Grand fut dans cette session l’embarras des nationaux-libéraux. Ils étaient à la fois très dolens et très heureux, et leurs deux âmes se disputaient entre elles. En leur qualité de nationaux, ils sentaient bien que la nouvelle confédération était une merveilleuse aubaine pour la grandeur de la Prusse ; en leur qualité de libéraux, ils ne pouvaient se dissimuler qu’on allait médiatiser et démanteler leur vieille constitution prussienne, qui, avec tous ses défauts, avait du bon[1]. Nous ne saurions comparer la confusion de leurs pensées et de leurs sentimens qu’au deuil que mena Gargantua de sa femme Badebec, laquelle était morte en donnant le jour à Pantagruel. « Quand Pantagruel fut né, qui fut bien ébahi et perplexe ? Ce fut Gargantua son père, car, voyant d’un côté sa femme Badebec morte,

  1. Les nationaux-libéraux sont les uns plus nationaux, les autres plus libéraux Cela s’est vu dans les. discussions du premier Reichstag. Parmi les chefs de ce parti qui sont le plus disposés à sacrifier au gouvernement les garanties constitutionnelles, à la seule condition qu’il travaille activement à faire l’Allemagne, se trouvent quelques députés des provinces annexées, comme par exemple le Hanovrien M. de Bennigsen, politique de grand talent. Dans la séance du 14 décembre dernier de la chambre des députés, une scission momentanée s’est opérée dans le parti.
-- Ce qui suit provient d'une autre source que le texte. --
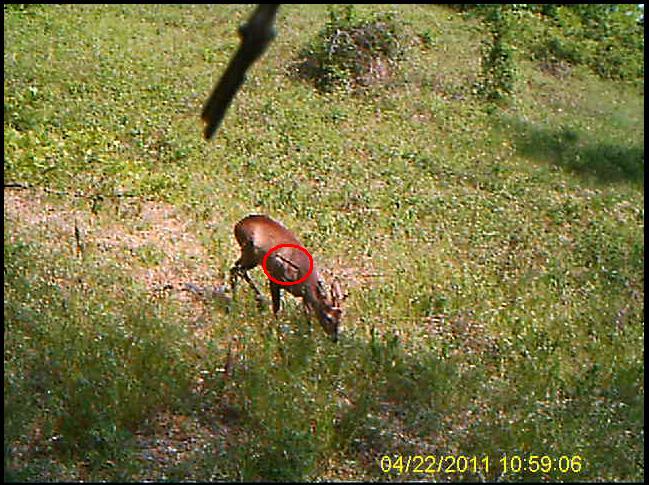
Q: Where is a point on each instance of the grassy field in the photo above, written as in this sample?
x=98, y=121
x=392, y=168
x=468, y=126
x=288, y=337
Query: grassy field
x=493, y=257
Un de ses plus habiles orateurs, M. Lasker, a déclaré, à propos de la loi de consolidation présentée par le nouveau ministre des finances, que les libéraux ne pouvaient faire plus de concessions au gouvernement sans violer la charte, ce qui lui attira cette réponse de M. de Bennigsen : « s’il en est ainsi, vous qui parlez et cette chambre tout entière, vous avez péché cent fois contre la constitution) »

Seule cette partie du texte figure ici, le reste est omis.